# Hand wraps or gloves



## killswitch (Jan 28, 2010)

Hi

I've been wondering which would be better to train with...
Should I get myself a pair of gloves or just use hand wraps for bag work?

I'm still starting out, so I'd like to focus more on technique, plus my knuckles are taking a beating.

Thanks


----------



## Drac (Jan 28, 2010)

killswitch said:


> Hi
> 
> I've been wondering which would be better to train with...
> Should I get myself a pair of gloves or just use hand wraps for bag work?
> ...


 
I think that decision is more of a personal choice..WAY back when I started we did wear gloves except for kumite...Yes, my knuckles are messed up...


----------



## Andrew Green (Jan 28, 2010)

Hand wraps *and* Gloves

This is not a "or" question.


----------



## alphacat (Jan 28, 2010)

Andrew Green said:


> Hand wraps *and* Gloves
> 
> This is not a "or" question.


I agree with Andrew.


----------



## killswitch (Jan 28, 2010)

Andrew Green said:


> Hand wraps *and* Gloves
> 
> This is not a "or" question.



What benefit do the hand wraps provide then?


----------



## Andrew Green (Jan 28, 2010)

Handwraps protect your hands.

They protect the small bones, knuckles and tendons in your hands, as well as provide support for your wrist and thumb.  Gloves provide padding.

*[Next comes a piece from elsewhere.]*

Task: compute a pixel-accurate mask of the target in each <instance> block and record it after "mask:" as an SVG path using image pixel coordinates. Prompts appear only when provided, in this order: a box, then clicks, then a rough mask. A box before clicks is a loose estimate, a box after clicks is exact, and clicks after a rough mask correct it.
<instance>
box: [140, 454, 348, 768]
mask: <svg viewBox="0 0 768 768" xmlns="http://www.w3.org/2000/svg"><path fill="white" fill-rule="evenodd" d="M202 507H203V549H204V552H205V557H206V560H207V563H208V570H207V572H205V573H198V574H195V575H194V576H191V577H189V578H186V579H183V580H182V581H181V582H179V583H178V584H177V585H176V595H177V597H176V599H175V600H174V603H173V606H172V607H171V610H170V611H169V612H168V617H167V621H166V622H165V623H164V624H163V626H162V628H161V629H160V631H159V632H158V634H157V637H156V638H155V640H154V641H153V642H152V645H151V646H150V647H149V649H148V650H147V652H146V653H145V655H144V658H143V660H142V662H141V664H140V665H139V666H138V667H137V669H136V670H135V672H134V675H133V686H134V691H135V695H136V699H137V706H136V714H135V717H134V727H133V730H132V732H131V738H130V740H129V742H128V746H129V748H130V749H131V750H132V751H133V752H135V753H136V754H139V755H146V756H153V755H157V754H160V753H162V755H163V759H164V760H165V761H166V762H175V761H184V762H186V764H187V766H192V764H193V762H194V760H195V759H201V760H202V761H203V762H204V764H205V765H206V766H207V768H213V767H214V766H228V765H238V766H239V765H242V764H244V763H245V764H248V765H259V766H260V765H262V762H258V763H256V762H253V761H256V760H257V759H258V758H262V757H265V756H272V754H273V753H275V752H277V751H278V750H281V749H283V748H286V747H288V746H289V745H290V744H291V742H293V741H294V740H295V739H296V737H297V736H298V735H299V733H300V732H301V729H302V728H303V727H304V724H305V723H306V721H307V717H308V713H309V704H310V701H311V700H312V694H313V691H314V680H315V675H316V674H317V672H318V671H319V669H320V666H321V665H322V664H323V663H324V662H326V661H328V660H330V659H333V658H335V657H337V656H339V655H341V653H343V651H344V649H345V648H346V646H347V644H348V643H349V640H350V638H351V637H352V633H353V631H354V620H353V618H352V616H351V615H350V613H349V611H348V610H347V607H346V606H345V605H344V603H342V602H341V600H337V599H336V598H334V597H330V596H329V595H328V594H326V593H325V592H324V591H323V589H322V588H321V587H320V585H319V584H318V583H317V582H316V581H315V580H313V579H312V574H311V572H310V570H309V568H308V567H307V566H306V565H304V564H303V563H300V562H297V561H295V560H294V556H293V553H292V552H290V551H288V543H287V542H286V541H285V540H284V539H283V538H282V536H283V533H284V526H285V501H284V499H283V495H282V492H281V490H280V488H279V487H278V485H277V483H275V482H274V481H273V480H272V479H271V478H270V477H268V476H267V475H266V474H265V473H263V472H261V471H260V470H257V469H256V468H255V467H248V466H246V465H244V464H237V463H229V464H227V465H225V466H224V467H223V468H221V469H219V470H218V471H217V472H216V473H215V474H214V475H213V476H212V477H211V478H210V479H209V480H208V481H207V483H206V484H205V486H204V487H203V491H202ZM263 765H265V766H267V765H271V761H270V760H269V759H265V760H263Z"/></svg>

If you want to keep your hands in good condition you shouldn't be hitting the bag unless you have both on.


----------



## killswitch (Jan 28, 2010)

So in a way wraps are more important than gloves.

Thanks for the info
Much appreciated


----------



## Andrew Green (Jan 28, 2010)

Both are important.  If you have a really soft bag you might be ok without gloves, but on any normal bag you should be wrapped and gloved.


----------



## searcher (Jan 28, 2010)

Andrew Green said:


> Hand wraps *and* Gloves
> 
> This is not a "or" question.


 


Ding, ding, ding, we have the winning answer!!!!!!!


----------